“For this they willfully forget . . .” (2 Peter 3:5).
IT WAS JUST AS TRUE IN PETER’S DAY AS IT IS IN OUR OWN: MANY QUESTIONED WHETHER THE DAY OF JUDGMENT PROMISED BY GOD WOULD EVER COME TO PASS. They said, “Where is the promise of His coming? For since the fathers fell asleep, all things continue as they were from the beginning of creation.” But to doubt that God is going to destroy the world is to forget that He has already destroyed the world once before, by water. And the promise to us that God is coming in a judgment of fire is no less certain to be fulfilled than His promise in Noah’s day that the flood of water was coming. When God says a thing is going to happen, it’s going to happen. Those who doubt it have simply forgotten their history.

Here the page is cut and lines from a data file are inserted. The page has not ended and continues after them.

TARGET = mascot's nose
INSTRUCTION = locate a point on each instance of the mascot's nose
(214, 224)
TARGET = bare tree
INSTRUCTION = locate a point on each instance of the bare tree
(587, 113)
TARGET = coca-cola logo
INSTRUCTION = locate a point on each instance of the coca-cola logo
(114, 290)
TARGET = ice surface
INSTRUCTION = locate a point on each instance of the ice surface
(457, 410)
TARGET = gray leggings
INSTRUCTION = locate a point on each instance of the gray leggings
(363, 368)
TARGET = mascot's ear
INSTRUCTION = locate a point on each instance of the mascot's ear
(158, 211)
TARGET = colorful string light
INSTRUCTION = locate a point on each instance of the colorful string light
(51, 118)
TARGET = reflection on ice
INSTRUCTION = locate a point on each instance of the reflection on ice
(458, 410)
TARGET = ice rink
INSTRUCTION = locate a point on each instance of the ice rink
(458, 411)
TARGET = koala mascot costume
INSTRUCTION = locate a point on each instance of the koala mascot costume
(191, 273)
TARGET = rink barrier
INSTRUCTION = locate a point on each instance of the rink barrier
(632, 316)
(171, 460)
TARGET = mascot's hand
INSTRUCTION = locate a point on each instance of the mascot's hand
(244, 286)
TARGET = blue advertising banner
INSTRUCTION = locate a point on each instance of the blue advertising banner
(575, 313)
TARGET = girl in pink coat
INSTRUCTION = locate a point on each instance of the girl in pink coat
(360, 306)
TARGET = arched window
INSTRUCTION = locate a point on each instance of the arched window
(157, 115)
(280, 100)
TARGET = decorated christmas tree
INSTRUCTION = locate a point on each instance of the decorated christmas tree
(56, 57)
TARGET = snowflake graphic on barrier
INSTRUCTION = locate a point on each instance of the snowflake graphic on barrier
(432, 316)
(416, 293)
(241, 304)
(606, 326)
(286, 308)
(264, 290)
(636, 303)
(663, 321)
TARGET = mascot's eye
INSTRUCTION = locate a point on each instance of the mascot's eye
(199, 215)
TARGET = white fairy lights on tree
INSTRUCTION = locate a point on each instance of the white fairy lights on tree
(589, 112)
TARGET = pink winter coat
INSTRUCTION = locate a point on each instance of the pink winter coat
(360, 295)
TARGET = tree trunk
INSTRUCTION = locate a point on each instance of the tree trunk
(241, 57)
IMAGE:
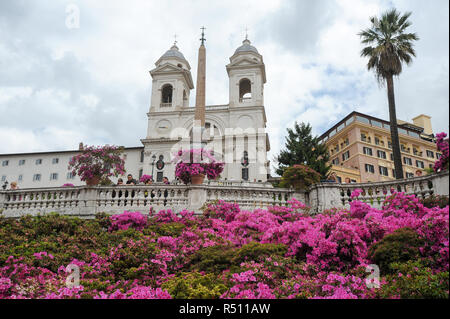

But Peter said an interesting thing when he said, “This they willfully forget.” The doubters of his day were not just forgetting the fulfillment of God’s promises in the past; their forgetfulness was willful. That is, they were forgetting because they wanted to forget. Evidences of the certainty of God’s promises were inconvenient obstacles in the path they preferred to follow, so they simply put this information out of their minds. But we don’t do much better today, do we? Eric Hoffer was right: “Far more crucial than what we know or do not know is what we do not want to know.” We seal our own doom by what we don’t want to know.
Yet the truth about God is independent of our attitude toward that truth. What is true about God is true whether we care to know it or not. What He has done, He has done whether we remember it or not. And let this sink in: what He will do, He will do whether we are prepared for it or not. God is the great reality that overarches and encompasses every other reality. Indeed, no other reality would exist if He had not created it and made it real. It is greatly to our advantage, then, to think and act rightly in relation to the God who is our Creator. Remembering — rather than forgetting — what God has done in the past is the key to dealing reverently with God in the present. And it’s the key to clear thinking about His promises in the future. If we’re ever tempted to doubt or wonder “Will He do it?”, what He’s already done is all the answer we ever need.
“The truth does not vary because men forget or ignore or traduce it” (Irwin Edman).